Cortinas v. StateAnnotate this Case
571 S.W.2d 932 (1978)
Edward H. CORTINAS, Appellant, v. The STATE of Texas, Appellee.
Court of Criminal Appeals of Texas, Panel No. 3.
October 18, 1978.
Samuel D. McDaniel, Austin, for appellant.
James L. McMurtry, County Atty., and J. Randall Walker, Asst. County Atty., Austin, for the State.
Before DOUGLAS, ROBERTS and DALLY, JJ.*933 OPINION
This is an appeal from a conviction for possession of a switchblade knife. Punishment was assessed by the court at confinement in the county jail for ten days and a fine of $175, but appellant was placed on probation for a term of twelve months.
Appellant contends that the knife in question was seized in the course of an unlawful search of his person. Although not without difficulty, we agree, and reverse the conviction.
At approximately midnight on May 10, 1977, Austin police officer Rennie Dunn received a radio report of an armed robbery at a grocery store. In the report, the suspect was described as a black male armed with a knife, carrying a quart bottle of beer, and wearing a grey shirt and blue jeans. The suspect had left the store on foot.
Dunn immediately drove to the area of the store. As he turned onto a street one block from the store he saw appellant walking along the curb carrying a paper sack. Dunn drove up beside the appellant, who did not flee or offer resistance, and immediately stopped and frisked him to determine if he were armed. The knife in question was discovered as a result of this frisk. Appellant was then detained until the store manager arrived. Although the manager stated that he was not the robber, appellant was arrested for possession of the switchblade knife.

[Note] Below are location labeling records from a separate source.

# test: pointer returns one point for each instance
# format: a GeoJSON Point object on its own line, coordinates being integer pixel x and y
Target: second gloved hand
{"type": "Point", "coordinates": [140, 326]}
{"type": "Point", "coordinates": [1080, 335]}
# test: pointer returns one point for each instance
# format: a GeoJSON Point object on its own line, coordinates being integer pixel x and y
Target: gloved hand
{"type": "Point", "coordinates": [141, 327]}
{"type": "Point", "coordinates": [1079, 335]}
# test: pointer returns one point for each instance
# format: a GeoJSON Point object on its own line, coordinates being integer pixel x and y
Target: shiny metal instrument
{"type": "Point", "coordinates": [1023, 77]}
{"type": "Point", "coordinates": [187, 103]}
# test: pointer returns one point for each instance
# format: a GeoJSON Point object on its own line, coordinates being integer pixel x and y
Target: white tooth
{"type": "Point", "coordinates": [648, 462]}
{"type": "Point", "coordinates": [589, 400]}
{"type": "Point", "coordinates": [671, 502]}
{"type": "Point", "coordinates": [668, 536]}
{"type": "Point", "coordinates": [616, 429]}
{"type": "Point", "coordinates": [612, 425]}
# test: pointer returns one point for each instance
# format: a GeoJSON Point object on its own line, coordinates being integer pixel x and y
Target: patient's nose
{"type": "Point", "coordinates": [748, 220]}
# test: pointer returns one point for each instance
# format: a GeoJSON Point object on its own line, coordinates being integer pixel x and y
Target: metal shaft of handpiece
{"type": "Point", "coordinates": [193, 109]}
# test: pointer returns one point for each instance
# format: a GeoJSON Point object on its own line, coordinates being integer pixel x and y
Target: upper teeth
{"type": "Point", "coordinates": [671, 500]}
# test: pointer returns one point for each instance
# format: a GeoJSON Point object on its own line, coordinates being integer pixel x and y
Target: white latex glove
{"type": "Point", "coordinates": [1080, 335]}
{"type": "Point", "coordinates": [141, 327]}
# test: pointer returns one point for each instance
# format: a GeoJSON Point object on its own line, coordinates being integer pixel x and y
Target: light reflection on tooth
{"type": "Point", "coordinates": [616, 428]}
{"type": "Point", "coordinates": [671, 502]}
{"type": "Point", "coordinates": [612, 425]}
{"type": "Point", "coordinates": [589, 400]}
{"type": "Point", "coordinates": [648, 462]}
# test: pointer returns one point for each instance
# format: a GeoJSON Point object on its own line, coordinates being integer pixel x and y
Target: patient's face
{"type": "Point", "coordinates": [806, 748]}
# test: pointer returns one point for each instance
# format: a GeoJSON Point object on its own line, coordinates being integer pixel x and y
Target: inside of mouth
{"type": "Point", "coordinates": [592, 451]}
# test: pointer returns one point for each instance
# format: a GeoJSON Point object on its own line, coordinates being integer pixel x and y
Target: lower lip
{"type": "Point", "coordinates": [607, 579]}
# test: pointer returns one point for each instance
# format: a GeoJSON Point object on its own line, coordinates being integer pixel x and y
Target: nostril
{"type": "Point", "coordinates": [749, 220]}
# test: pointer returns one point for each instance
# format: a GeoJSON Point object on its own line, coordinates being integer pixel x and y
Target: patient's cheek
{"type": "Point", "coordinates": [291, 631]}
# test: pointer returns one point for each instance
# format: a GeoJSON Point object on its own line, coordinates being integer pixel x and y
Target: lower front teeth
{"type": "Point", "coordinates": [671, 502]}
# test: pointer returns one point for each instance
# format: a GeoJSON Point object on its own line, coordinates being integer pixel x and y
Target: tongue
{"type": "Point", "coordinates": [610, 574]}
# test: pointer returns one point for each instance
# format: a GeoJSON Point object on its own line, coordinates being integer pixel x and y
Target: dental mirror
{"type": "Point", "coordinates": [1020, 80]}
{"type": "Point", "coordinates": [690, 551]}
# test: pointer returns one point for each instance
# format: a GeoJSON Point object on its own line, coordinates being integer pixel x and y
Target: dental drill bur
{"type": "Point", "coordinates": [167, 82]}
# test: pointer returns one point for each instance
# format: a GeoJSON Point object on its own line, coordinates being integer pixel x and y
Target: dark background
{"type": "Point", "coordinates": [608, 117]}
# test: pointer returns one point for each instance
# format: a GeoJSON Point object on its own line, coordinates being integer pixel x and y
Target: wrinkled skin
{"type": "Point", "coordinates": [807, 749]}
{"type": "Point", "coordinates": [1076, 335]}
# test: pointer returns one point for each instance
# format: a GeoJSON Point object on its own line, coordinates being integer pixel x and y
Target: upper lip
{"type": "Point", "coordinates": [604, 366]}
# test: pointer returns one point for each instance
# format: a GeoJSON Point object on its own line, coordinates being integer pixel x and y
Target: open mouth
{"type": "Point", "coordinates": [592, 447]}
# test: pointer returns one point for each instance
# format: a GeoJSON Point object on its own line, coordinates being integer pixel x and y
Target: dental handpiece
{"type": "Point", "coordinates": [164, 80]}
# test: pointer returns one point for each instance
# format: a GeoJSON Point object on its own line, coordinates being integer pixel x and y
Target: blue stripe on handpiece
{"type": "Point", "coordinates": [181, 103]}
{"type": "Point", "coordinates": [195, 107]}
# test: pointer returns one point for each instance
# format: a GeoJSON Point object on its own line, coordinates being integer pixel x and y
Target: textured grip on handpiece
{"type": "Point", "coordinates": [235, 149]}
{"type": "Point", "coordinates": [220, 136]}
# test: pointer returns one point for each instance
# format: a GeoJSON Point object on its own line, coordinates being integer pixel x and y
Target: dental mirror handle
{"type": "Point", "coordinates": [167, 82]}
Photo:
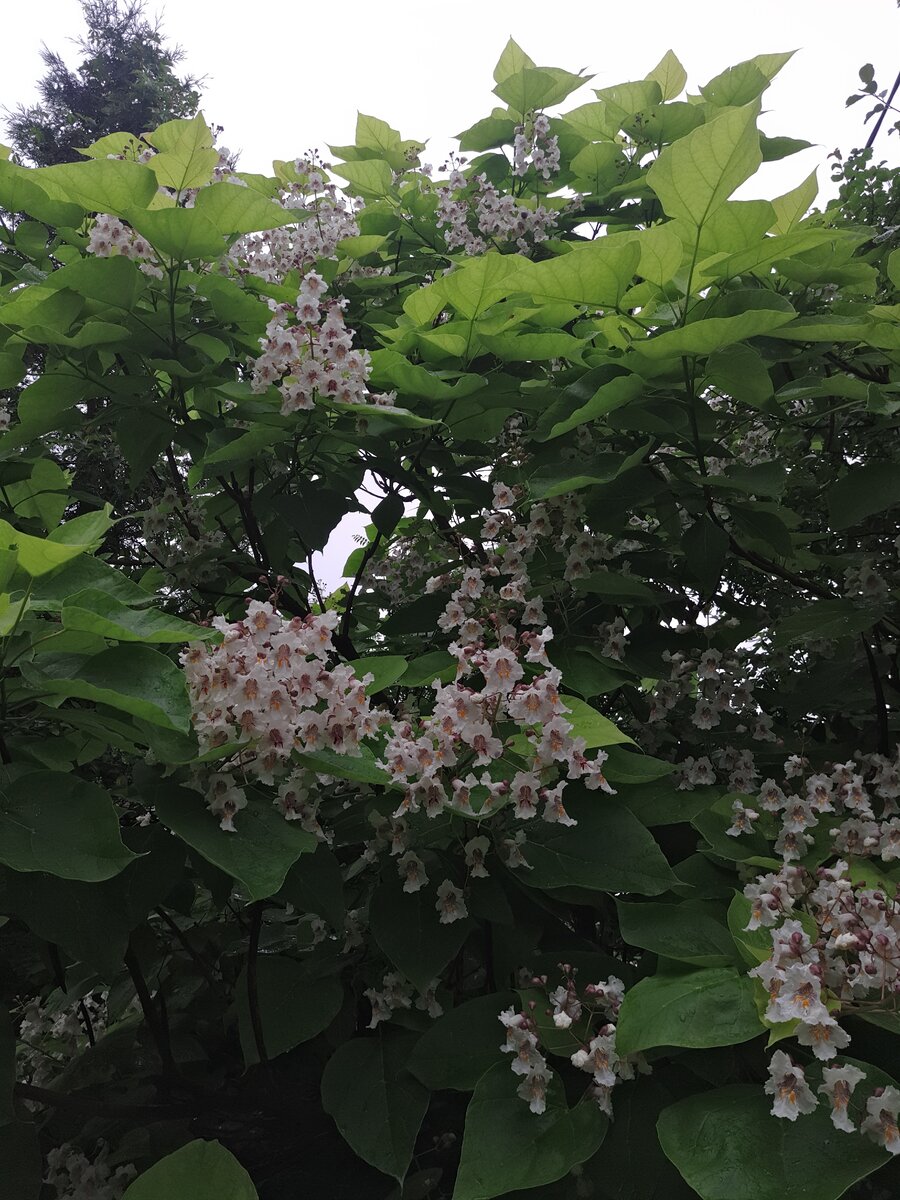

Appellant is not a black man. On the night in question, he was wearing a blue and white striped shirt and blue jeans, and was carrying a quart bottle of beer in the paper sack. Dunn testified that he saw that appellant was not black, and was not wearing a grey shirt, the moment he stopped him. Dunn was asked by appellant's attorney, "When you stopped him and decided to go ahead and search, did you think perhaps maybe the description was in error?" Dunn answered, "... [M]y first impression was to make a pat down and frisk for weapons and then it's a possibility, it can happen. It's happened before."
A police officer may detain a person temporarily for investigative purposes where the circumstances reasonably indicate that the person either has or is preparing to commit a crime. Brown v. State, 481 S.W.2d 106 (Tex.Cr.App.1972). In the course of such a temporary detention, an officer may conduct a limited search for weapons where it is reasonably warranted for his safety or the safety of others. Perez v. State, 548 S.W.2d 47 (Tex.Cr.App.1977); Ablon v. State, 537 S.W.2d 267 (Tex.Cr.App. 1976); Wood v. State, 515 S.W.2d 300 (Tex. Cr.App.1974). A temporary detention must be based on specific, articulable facts which, taken together with the rational inferences from those facts, reasonably warrant further detention of the individual while more information is obtained. Ceniceros v. State, 551 S.W.2d 50 (Tex.Cr.App.1977); Greer v. State, 544 S.W.2d 125 (Tex.Cr.App.1976). The inarticulate hunch, suspicion or good faith of a police officer will not warrant such a temporary detention. Ceniceros v. State, supra; Brown v. State, supra.
Officer Dunn was understandably suspicious when he first saw appellant, since he was in close proximity to the crime scene and was carrying a sack which could (and, in fact, did) contain a quart bottle of beer. But upon stopping appellant, Dunn immediately saw that he did not fit the description of the robber: he was not black and was not wearing a grey shirt. At that point, Dunn did not have specific, articulable facts on which to base the further detention of appellant. Indeed, Dunn testified, in effect, that he detained and frisked appellant on the suspicion that the description of the robber was incorrect. Such a suspicion is insufficient for a police officer to detain a person for investigative purposes. Ceniceros v. State, supra; Brown v. State, supra. Dunn's search of appellant *934 was unlawful and the knife seized was erroneously received in evidence. Duncan v. State, 549 S.W.2d 730 (Tex.Cr.App.1977). Cf. Perez v. State, supra; Ablon v. State, supra.
The judgment is reversed and the cause remanded.